"Company Directors deserve not only to be properly protected financially in this crisis, but also to have their contribution to our economy properly recognised. "
Helen Millne, Deputy CEO of The Women's Org
Leading social enterprise, The Women’s Organisation, is working with civil servants to resolve the issue and is urging the Government to reconsider and plug the gaps in its COVID-19 financial support package to better protect Company Directors.
The Women’s Organisation is warning that there are thousands of businesses, and therefore jobs, at risk because these owner/ Directors have no access to an appropriate packet of financial support which would facilitate business sustainability.
It is drawing attention to the plight of Company Directors who are not self-employed and are paid through their company on minimum salary, receiving the majority of their income through annual Dividends.
Many directors have paid tax both through PAYE on their low-level earnings and through self-assessment for the Dividends they have received from the companies’ profits.
The Liverpool-based organisation says that the current Government schemes intended to support businesses to survive the pandemic and be ready to thrive once the lockdown is loosened are not providing lifeline resources to this group in the way that is needed.
The organisation acknowledges that the Small Business Grant Fund (SBGF) is available to those in smaller premises, but this figure will be relatively low. And while the Coronavirus Business Interruption Loan Scheme (CBILS) and Bounce Back loans are available to these businesses, loans are not the right solution for these personal income issues.
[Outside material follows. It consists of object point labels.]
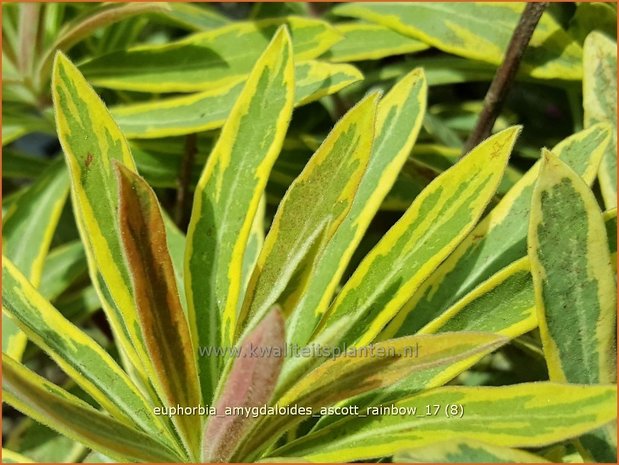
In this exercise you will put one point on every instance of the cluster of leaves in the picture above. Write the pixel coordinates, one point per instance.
(330, 207)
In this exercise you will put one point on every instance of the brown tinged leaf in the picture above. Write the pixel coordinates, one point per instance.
(162, 320)
(250, 383)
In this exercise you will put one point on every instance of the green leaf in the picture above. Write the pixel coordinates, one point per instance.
(498, 240)
(465, 451)
(63, 266)
(566, 228)
(209, 109)
(80, 112)
(75, 352)
(576, 310)
(398, 121)
(21, 166)
(600, 104)
(84, 25)
(250, 385)
(33, 216)
(219, 57)
(164, 326)
(439, 218)
(56, 408)
(610, 220)
(362, 41)
(200, 17)
(364, 369)
(523, 415)
(9, 456)
(310, 213)
(236, 173)
(503, 304)
(478, 31)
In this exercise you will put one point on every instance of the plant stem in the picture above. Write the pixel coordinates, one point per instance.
(184, 178)
(505, 74)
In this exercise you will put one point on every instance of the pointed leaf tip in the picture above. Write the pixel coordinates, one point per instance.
(250, 384)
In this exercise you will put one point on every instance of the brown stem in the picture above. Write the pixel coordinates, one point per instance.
(184, 178)
(505, 74)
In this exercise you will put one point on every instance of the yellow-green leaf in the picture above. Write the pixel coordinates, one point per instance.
(27, 230)
(398, 121)
(236, 174)
(522, 415)
(91, 140)
(209, 109)
(218, 57)
(497, 241)
(363, 41)
(9, 456)
(465, 451)
(310, 214)
(479, 31)
(75, 352)
(600, 103)
(576, 309)
(162, 320)
(250, 385)
(439, 218)
(56, 408)
(365, 369)
(63, 265)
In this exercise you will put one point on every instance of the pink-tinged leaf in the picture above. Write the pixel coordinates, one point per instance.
(162, 320)
(250, 383)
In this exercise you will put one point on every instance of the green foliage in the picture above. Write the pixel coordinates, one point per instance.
(264, 207)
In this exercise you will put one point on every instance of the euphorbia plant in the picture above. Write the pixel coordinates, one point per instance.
(167, 297)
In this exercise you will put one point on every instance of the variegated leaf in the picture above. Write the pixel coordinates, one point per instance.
(75, 352)
(235, 174)
(363, 41)
(462, 29)
(91, 140)
(209, 109)
(576, 310)
(33, 216)
(163, 323)
(498, 240)
(398, 121)
(309, 215)
(250, 384)
(56, 408)
(600, 103)
(365, 369)
(439, 218)
(218, 57)
(523, 415)
(466, 451)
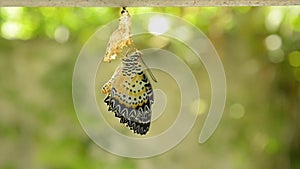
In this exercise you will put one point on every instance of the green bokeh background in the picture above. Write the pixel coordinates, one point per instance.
(260, 50)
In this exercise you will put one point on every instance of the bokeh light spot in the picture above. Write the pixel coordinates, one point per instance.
(61, 34)
(237, 111)
(158, 25)
(273, 42)
(294, 59)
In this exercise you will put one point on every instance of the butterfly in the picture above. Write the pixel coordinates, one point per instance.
(130, 94)
(120, 38)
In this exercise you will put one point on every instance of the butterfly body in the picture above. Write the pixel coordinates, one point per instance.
(130, 94)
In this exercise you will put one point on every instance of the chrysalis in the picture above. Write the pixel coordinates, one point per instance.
(119, 38)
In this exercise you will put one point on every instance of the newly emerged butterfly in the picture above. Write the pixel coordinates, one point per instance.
(120, 38)
(130, 94)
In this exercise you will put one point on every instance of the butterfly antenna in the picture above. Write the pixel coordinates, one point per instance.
(149, 71)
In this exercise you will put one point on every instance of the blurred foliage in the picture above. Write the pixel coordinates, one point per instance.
(260, 50)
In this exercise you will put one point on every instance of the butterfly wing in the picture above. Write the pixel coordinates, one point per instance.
(131, 97)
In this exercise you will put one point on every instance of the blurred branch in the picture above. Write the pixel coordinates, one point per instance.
(118, 3)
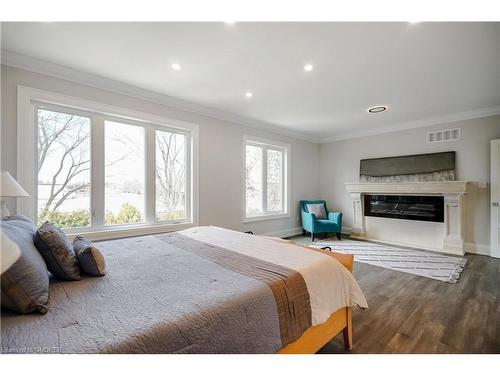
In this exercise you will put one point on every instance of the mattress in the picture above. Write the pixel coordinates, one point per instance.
(202, 290)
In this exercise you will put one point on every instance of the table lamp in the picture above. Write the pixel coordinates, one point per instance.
(9, 188)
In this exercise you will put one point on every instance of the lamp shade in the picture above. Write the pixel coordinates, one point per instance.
(9, 252)
(10, 188)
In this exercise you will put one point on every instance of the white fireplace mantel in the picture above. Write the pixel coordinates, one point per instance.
(450, 238)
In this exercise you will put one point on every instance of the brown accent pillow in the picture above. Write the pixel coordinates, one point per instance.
(57, 251)
(89, 257)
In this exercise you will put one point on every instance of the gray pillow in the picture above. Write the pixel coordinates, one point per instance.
(89, 257)
(318, 209)
(25, 285)
(57, 252)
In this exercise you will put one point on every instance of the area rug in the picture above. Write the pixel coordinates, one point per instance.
(434, 266)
Whilst these Directors would be eligible for the Coronavirus Jobs Retention Scheme by Furloughing themselves from their roles as employee and director of their own company, The Women’s Organisation points out that both their income would be unviable and, critically, furloughing would mean they could not undertake vital tasks within the company to maintain its viability and ensure the business is able to restart trading.
One Liverpool Company Director shared their experience: “Within hours of lockdown all but two of my clients stopped their retained fees, leaving me with no alternative but to furlough my seven staff members. I tried to service the two projects and maintain the business myself but was forced to give up and furlough myself.
“Despite that I am maintaining company information, battling to get loan funding to enable me to restart at the point we are allowed. I earn a little over £700 per month before I earn profit related dividends - of which I have no profits to speak of since lockdown. All government routes to grant aid outside of the furlough scheme do not apply to me. I cannot see why it is so difficult to make a case to support company directors who create valuable employment to keep the economy moving.”
According to BEIS research (2019) there are 2 million actively trading companies (not including sole traders or partnerships) in the UK, with just over half of all Limited Companies employing staff and just under half only employing their owner/director(s).
This means that Limited Companies provide stable employment to at least 2 million people.
Helen Millne, Deputy CEO of The Women’s Organisation, said: “Limited Companies provide valuable products and services to their communities, generating significant income and employment to the UK economy. Company Directors deserve not only to be properly protected financially in this crisis, but also to have their contribution to our economy properly recognised.
“As it stands, a very large proportion of 2 million Company Directors are now left with no income, no support, and perhaps no business to return to. What is more, over 55% of these Directors employ staff meaning that the subsequent number of jobs at risk from these businesses failing is incredibly significant.
“We are hopeful that Government ministers and the treasury will be looking to develop a timely and effective support package which better reflects the contribution of this group to our economy and properly protects the income of thousands up and down the country”.
The Women’s Organisation has put forward a number of recommendations to the Government for extending the current schemes, so that they can best serve Company Directors and secure the sustainability of these businesses and ensure that they can be prepared for the recovery phase.
The first recommendation is to introduce a scheme specifically designed for Directors which replicates and acts as an alternative to the Self Employment Income Support Scheme, and that provides three months of their monthly dividend pay-out and three months of their monthly salary.
The Second option put forward by The Women’s Organisation is to introduce a Directors Retention Scheme, similar to the Coronavirus Job Retention Scheme, that allows Company Directors to continue working to promote the success of their company whilst furloughed.